When I was sixteen, I committed an evil deed. The victim was an innocent girl who not only had never harmed me, she had gone out of her way to be nice to me. When my evil deed reached the ears of Mr. H, the vice principal, he was flabbergasted. “Why did you do this?” He didn’t know me, but he had enough intel to know that “You are normally a shy and quiet girl who has never given any of your teachers a moment’s trouble.”

In fact I often was sound asleep in class, something none of my teachers remarked upon. Mr. H was an old man – maybe forty, or even forty-five. He had been doing this work for longer than I had been alive. He made a disparaging comment about my four older brothers, their wild ways, and bad blood. He stared at me as if I were a new breed of sick freak he had not yet encountered. He assigned me to ten weeks detention and we never spoke again. The detention, ten weeks of sitting for an hour in a room after the end of the school day, gave me more opportunities to sleep. I was working full time at a physically taxing job and I was often too afraid to sleep at home.

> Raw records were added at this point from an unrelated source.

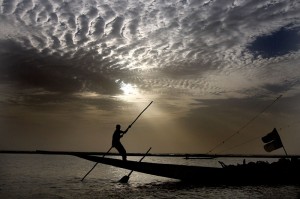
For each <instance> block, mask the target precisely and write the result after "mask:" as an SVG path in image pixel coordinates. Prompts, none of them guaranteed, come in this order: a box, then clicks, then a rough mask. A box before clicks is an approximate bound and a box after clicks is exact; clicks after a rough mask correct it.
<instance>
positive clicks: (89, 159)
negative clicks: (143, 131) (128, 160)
mask: <svg viewBox="0 0 300 199" xmlns="http://www.w3.org/2000/svg"><path fill="white" fill-rule="evenodd" d="M75 156H77V157H80V158H83V159H86V160H90V161H93V162H98V163H102V164H107V165H111V166H116V167H120V168H124V169H128V170H134V171H137V172H141V173H146V174H150V175H156V176H161V177H167V178H173V179H178V180H181V181H185V182H192V183H199V184H213V185H215V184H235V185H250V184H299V182H300V171H299V168H300V167H299V166H300V161H299V160H298V159H296V160H294V161H290V160H288V159H285V161H281V162H280V161H278V162H276V163H272V164H269V163H263V162H257V163H252V164H244V165H238V166H226V165H223V167H222V168H221V167H220V168H219V167H202V166H188V165H176V164H161V163H150V162H136V161H123V160H120V159H112V158H103V157H98V156H93V155H82V154H78V155H75Z"/></svg>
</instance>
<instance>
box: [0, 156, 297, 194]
mask: <svg viewBox="0 0 300 199" xmlns="http://www.w3.org/2000/svg"><path fill="white" fill-rule="evenodd" d="M116 158H118V157H116ZM128 159H129V160H138V159H139V157H129V158H128ZM220 160H222V161H223V162H224V163H226V164H230V163H241V162H242V159H229V158H227V159H210V160H206V159H196V160H185V159H183V158H178V157H177V158H175V157H146V158H145V159H144V160H143V161H148V162H161V163H176V164H187V165H200V166H218V167H220V165H219V163H218V161H220ZM93 165H94V163H93V162H90V161H87V160H83V159H80V158H78V157H73V156H68V155H35V154H0V198H1V199H2V198H3V199H10V198H13V199H14V198H16V199H17V198H18V199H21V198H30V199H31V198H32V199H42V198H80V199H85V198H86V199H88V198H89V199H90V198H100V199H101V198H105V199H109V198H112V199H115V198H128V199H131V198H132V199H136V198H155V199H160V198H173V199H175V198H188V199H190V198H205V199H208V198H224V199H227V198H228V199H229V198H230V199H231V198H272V199H274V198H280V199H282V198H300V186H299V185H284V186H203V185H202V186H200V185H195V184H184V183H181V182H179V181H177V180H173V179H169V178H162V177H157V176H151V175H147V174H141V173H137V172H133V173H132V175H131V176H130V179H129V181H128V183H127V184H122V183H119V182H118V181H119V180H120V179H121V178H122V177H123V176H125V175H127V174H128V173H129V172H130V171H128V170H124V169H120V168H115V167H111V166H107V165H102V164H98V165H97V166H96V168H95V169H94V170H93V171H92V172H91V173H90V174H89V175H88V176H87V177H86V178H85V180H84V181H83V182H81V179H82V177H83V176H84V175H85V174H86V173H87V172H88V171H89V170H90V169H91V168H92V167H93ZM199 180H200V179H199Z"/></svg>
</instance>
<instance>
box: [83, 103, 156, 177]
mask: <svg viewBox="0 0 300 199" xmlns="http://www.w3.org/2000/svg"><path fill="white" fill-rule="evenodd" d="M152 102H153V101H151V102H150V104H149V105H148V106H147V107H146V108H144V110H143V111H142V112H141V113H140V114H139V115H138V116H137V117H136V118H135V120H134V121H133V122H132V123H131V124H130V126H132V125H133V124H134V123H135V122H136V121H137V119H138V118H139V117H140V116H141V115H142V114H143V113H144V112H145V110H146V109H147V108H148V107H149V106H150V105H151V104H152ZM112 148H113V146H111V147H110V149H109V150H108V151H107V152H106V153H105V154H104V155H103V157H105V155H107V154H108V153H109V152H110V150H111V149H112ZM97 164H98V162H97V163H96V164H95V165H94V166H93V167H92V168H91V169H90V170H89V172H87V174H85V176H84V177H83V178H82V179H81V182H82V181H83V180H84V179H85V177H86V176H87V175H89V174H90V173H91V171H92V170H93V169H94V168H95V167H96V166H97Z"/></svg>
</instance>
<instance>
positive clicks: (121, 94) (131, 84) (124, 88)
mask: <svg viewBox="0 0 300 199" xmlns="http://www.w3.org/2000/svg"><path fill="white" fill-rule="evenodd" d="M116 82H117V83H119V84H120V89H121V90H122V92H123V94H121V95H118V96H117V97H118V98H120V99H122V100H125V101H132V100H136V99H139V98H140V97H141V93H140V90H139V89H138V87H137V86H136V85H134V84H130V83H125V82H123V81H120V80H117V81H116Z"/></svg>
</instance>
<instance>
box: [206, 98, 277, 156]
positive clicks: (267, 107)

When I committed the evil deed, I felt no empathy for my victim. I felt no shame at my own debasement. For years afterward, I never thought about it. It’s only recently that I look back and witness what I did, as if watching a movie with a sudden, shocking twist. The worst aspect of this movie is that, for years, I felt nothing. I wish I could say that I felt horribly guilty. I didn’t. I reverted to that ice cold state. In most of my life, including when I was in high school, I have felt and I feel empathy for others. Can you be a psychopath for an eyeblink of your life’s span?

What was my evil deed? I was verbally abusive of a vulnerable classmate. If you think that doesn’t sound like much of an evil deed, you don’t understand the power of words, and you don’t understand teenage girls. My words were so vicious the girl left the school.